MySQL Reader plug-in can connect to remote MySQL database by the JDBC connector. SQL query statements are generated and sent to the remote MySQL database based on your configuration. Then, the SQL statements are run and the returned results are assembled into abstract datasets using custom data types of data synchronization. Datasets are passed to the downstream writer for processing.
In short, With the JDBC connector, MySQL Reader connects to the remote MySQL database and runs SQL statements to select data from MySQL database and read data from MySQL database from the underlying level.
MySQL Reader supports table and view reading. In table field, you can specify all columns in sequence, specify certain columns, adjust the column order, specify constant fields, and configure MySQL functions, such as now().
MySQL Reader supports the following MySQL data types:
Category | MySQL data type |
---|---|
Integer | int, tinyint, smallint, mediumint, int, bigint |
Floating point | float, double, decimal |
String | varchar, char, tinytext, text, mediumtext, longtext |
Date and time | date, datetime, timestamp, time, year |
Boolean | bit, bool |
Binary | tinyblob, mediumblob, blob, longblob, varbinary |
Note:
- Apart from the field types listed here, other types are not supported.
- MySQL Reader classifies tinyint(1) as the integer type.
Parameter description
Parameter | Description | Required | Default value |
---|---|---|---|
datasource | Data source name.
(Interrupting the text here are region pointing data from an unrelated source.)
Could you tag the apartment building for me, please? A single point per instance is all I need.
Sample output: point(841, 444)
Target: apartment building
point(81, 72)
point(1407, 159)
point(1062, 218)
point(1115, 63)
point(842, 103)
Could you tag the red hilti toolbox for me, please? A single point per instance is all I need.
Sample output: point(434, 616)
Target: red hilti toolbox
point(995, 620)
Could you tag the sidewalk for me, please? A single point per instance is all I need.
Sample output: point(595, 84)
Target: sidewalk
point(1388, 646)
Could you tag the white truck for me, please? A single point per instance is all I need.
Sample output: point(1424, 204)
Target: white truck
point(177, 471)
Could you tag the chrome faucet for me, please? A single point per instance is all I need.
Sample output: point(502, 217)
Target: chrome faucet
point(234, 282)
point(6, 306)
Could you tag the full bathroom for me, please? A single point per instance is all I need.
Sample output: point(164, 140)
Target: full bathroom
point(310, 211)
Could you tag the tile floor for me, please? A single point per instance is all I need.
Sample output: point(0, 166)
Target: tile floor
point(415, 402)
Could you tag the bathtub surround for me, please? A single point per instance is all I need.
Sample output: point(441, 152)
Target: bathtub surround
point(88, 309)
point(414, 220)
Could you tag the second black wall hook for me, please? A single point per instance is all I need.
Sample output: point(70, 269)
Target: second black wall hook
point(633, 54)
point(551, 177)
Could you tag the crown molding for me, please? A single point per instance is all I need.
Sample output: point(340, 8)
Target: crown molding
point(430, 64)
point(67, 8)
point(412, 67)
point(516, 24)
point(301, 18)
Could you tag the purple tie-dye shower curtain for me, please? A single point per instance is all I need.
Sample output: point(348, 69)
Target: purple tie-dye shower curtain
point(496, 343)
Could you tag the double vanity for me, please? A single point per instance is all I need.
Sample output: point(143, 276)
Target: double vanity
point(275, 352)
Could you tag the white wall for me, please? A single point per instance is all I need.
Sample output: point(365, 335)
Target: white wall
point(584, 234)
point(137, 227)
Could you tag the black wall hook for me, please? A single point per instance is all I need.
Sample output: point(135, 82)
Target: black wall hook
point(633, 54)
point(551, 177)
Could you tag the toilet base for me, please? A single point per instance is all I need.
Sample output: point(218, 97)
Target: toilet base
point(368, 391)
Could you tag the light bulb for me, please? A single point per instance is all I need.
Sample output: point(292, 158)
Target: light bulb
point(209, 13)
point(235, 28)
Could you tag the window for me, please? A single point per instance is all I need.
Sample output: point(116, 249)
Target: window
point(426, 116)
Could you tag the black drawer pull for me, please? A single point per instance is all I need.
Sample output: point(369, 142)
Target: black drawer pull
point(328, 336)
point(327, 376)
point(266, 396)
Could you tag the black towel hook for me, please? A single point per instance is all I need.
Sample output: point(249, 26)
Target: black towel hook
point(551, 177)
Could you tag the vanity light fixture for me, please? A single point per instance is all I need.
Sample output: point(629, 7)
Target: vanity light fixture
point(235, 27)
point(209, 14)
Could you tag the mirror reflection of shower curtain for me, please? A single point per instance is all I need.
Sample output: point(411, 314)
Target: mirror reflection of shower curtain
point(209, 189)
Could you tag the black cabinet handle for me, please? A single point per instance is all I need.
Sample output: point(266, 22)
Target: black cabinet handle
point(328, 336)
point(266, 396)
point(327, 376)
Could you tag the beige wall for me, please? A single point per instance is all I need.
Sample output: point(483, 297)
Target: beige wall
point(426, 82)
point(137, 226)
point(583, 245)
It must be identical to the data source name added. Adding data source is supported in script mode. | Yes | None |
Table | The name of the table selected for synchronization. One data integration job can only synchronize one table. | Yes | None |
column | The column name set to be synchronized in the configured table. Field information is described with arrays in JSON. [ * ] indicates all columns by default. - Column pruning is supported, which means you can select some columns to export. - Change of column order is supported, which means you can export the columns in an order different from the schema order of the table. - Constant configuration is supported. You must follow MySQL SQL syntax format, for example [“id”, “ table “, “1”, “‘mingya.wmy’”, “‘null’”, “to_char(a + 1)”, “2.3” , “true”], where id refers to the ordinary column name, table is the column name including reserved fields, 1 is an integer constant, ‘Mingya.wmy’ is a string constant (note that a pair of single quotation marks must be added), null refers to the null pointer, CHAR_LENGTH(s) is the function to calculate the string length, 2.3 is a floating point number, and true is a Boolean value.- Column must contain the specified column set to be synchronized and it cannot be blank. |
Yes | None |
splitPk | If you specify the splitPk when using the MySQL Reader to extract data, it means that you want to use the fields represented by splitPk for data sharding. Then, the data synchronization starts concurrent tasks to synchronize data, which greatly improves the efficiency of data synchronization. - We recommend splitPk users to use table main key which is usually very even and therefore, data hotpoints seldom occur for data shards. - Currently, splitPk only supports data sharding for integer data types. Other types such as string, floating point, and date are not supported. If you specify an unsupported data type, the splitPk is ignored and the data is synchronized using a single channel. - If the splitPk is not specified (for example, splitPk is not provided or splitPk value is null), the table data is synchronized using a single channel. |
No | None |
where | Filtering condition. In actual service scenarios, incremental synchronization typically synchronizes the data generated on the current day. You can specify the where condition as gmt_create > $bizdate. - The where condition can be effectively used for incremental synchronization. If the where is not specified (for example, the key or value of the where is not provided), full synchronization is performed. - You cannot specify where condition as limit 10, which does not conform to requirements for MySQL SQL where clause. |
No | None |
querySql (in advanced mode, unavailable in wizard mode) |
In some service scenarios, the where condition is insufficient for filtering. In such cases, you can customize a SQL filter using this parameter. When querySql is configured, data synchronization system filters data using this configuration item directly instead of such configuration items as tables, columns, and splitPk. For example, for data synchronization after multi-table join, use select a,b from table_a join table_b on table_a.id = table_b.id. When querySql is configured, MySQL Reader directly ignores the configuration of table, column, where, splitPk conditions. The priority of querySql is higher than table, column, where, and splitPk. Datasource is used all the time for parsing such information as user name and password |
No | None |
singleOrMulti (only suitable for database/table sharding) |
It is used for database/table sharding. When the wizard mode is converted to the script mode, “singleOrMulti”: “multi” is automatically generated. However, this configuration cannot be directly generated by configuring script task template and it must be added manually. Otherwise, only the first data source is identified. singleOrMulti is only used by the frontend. It cannot be used to determine database/table sharding on the backend | Yes | multi |
Development in wizard mode
Parameter description:
- Data source: datasource in the preceding parameter description. Select MySQL.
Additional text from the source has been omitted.